In much the same way that MWSD started to speed up the action, contras now expect dancers to fit more motion into the same number of beats, or, put another way, a figure that used to take X beats now might be X-2 or even X/2 beats. When that happened in MWSD, dancers started being trained to move to the beats, not to the musical phrase, and that could happen with contras, too. Simple moves, such as long lines forward and back, where the whole hall moves as a unit, are less frequent in new choreography, so we're slowly losing that sense of all dancing together. Similarly, the disappearance of singing squares—a common repertoire shared by most of the dancers on the floor—leads to a decrease in the community "we're all in this together" feeling. For that matter, many series now discourage squares of any sort, or triplets, which is a loss; these set dances promote a great community feeling, something that's missing from the relative anonymity of long contra lines.

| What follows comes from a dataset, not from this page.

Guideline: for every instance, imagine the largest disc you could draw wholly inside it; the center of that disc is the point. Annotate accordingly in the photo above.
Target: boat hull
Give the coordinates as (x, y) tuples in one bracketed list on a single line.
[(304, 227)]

The last ten years have seen the introduction of even more figures and more complexity: MWSD's "pass the ocean" now crops up frequently in contras as "pass thru to an ocean wave," and we start seeing the use of "square thru," also adapted from modern squares. Contras have thrived in part because of their ability to import and adapt figures from other traditions and they'll continue to do so. My concern at this point is that the dancing may become so complex that it will lost the simplicity that kept it alive and accessible for several centuries, and that contras may end up going the MWSD route to extinction.